Si l’on peut parler de chronologie de l’innovation, une fois que j’ai eu mon idée, il a fallu trouver des partenaires industriels, ce qui a été assez rapide dans mon cas. La HE-Arc est devenu le partenaire académique de ce projet, ce qui nous a permis de déposer un projet Innosuisse. Cette agence suisse pour l’encouragement de l’innovation finance les projets menés entre une entreprise et un partenaire de recherche. Ce financement nous a permis de travailler pendant plus de deux ans avec 20 chercheurs. Comme la technologie n’existait pas du tout, les premiers mois ont été laborieux. Nous avons finalement convergé vers une solution que nous pensions être de l’anodic bonding amélioré. Le nom a été changé car les mécanismes physico-chimiques sont en fait vraiment différents. L’Impulse Current Bonding permet de travailler dans un environnement à 150 °C, température à laquelle les ions ne devraient pas migrer de façon aussi spectaculaire. Les matériaux restent donc dans un état solide. Du coup, pour faire bouger les atomes ou les ions, de l’énergie supplémentaire est nécessaire. Cette dernière qui est principalement électromagnétique et non pas thermique, est amenée par un système complexe produit dans des réacteurs développés par SY&SE.

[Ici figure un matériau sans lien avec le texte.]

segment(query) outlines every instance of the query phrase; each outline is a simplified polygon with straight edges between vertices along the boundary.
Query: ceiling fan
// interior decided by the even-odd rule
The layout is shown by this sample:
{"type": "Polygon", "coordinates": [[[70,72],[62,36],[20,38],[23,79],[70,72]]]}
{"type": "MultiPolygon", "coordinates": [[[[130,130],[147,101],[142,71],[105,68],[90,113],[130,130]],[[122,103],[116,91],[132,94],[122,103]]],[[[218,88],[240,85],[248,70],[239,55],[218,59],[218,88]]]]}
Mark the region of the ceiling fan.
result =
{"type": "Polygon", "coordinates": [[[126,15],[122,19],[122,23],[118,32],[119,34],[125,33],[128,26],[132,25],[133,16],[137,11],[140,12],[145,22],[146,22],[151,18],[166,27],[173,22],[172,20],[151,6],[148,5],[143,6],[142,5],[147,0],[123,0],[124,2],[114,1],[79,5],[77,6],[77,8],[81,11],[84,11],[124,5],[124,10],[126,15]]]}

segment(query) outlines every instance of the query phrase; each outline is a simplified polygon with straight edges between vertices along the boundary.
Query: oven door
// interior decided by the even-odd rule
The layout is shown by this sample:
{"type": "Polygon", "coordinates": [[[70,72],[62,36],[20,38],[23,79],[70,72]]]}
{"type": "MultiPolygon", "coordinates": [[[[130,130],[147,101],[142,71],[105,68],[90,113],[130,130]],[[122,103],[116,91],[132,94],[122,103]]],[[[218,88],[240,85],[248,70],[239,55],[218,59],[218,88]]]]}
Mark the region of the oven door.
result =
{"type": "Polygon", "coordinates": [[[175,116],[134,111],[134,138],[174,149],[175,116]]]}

Réacteur d'un spectrophotomètre à rayons X (XPS) capable d'analyser chimiquement les surfaces à l'échelle du nanomètre.
Ces derniers viennent, par impulsions électromagnétiques spécifiques, focaliser l'énergie aux interfaces. Ainsi, les ions peuvent migrer non pas à 500 °C mais à 150 °C. Grâce à cette technologie, des liaisons covalentes sont obtenues. Ces dernières sont les forces interatomiques les plus puissantes existant dans la nature. Ce type de liaison se retrouve dans le diamant par exemple. Leur grand avantage : elles sont fortes et ne s’altèrent pas avec le temps.
Une fois ce nouveau procédé mis en place, nous avons déposé les brevets, avec l’aide de partenaires régionaux, spécialisés en propriété intellectuelle. Puis nous avons construit le premier réacteur, devenant ainsi concrètement les sous-traitants de la liaison pour les industriels horlogers, d’où la nécessité à ce moment-là de créer SY&SE. La start-up a dû racheter les brevets au partenaire industriel pour finalement commencer les activités commerciales en janvier 2018. L’emplacement de Neode au Crêt du Locle était idéal pour SY&SE car située à proximité de la HE-Arc et de l’industrie horlogère.
Même si notre innovation s’est concentrée sur l’horlogerie, l’intérêt pour l’Impusle Current Bonding provient de secteurs très variés : le biomédical, l’industrie du laser, le secteur des télécommunications. Tous doivent répondre au besoin de créer des liaisons stables entre des métaux et des céramiques.
Mécanicien sur voiture, puis ingénieur à la HE-Arc ingénierie, et enfin fondateur d’une start-up dans l’incubateur Neode, vous avez su tirer parti d’acteurs complémentaires dans le domaine de la formation, par ailleurs membres de Microcity. Pourquoi un pôle d’innovation est-il important à vos yeux pour la région neuchâteloise ?
Le canton de Neuchâtel regroupe une densité académique et industrielle impressionnante. De l’apprentissage au doctorat, les formations dispensées sont excellentes. Par exemple, les jeunes qui sortent de la filière automation au CPLN sont capables de répondre de manière précise à des thématiques complexes. Cette capacité de former à un très haut niveau dès l’école professionnelle est un atout unique de la Suisse. Or sans communication et collaboration, il est difficile d’atteindre l’excellence ou de monter des projets. À cet égard, le pôle d’innovation Microcity peut permettre de faciliter les contacts entre les différentes institutions.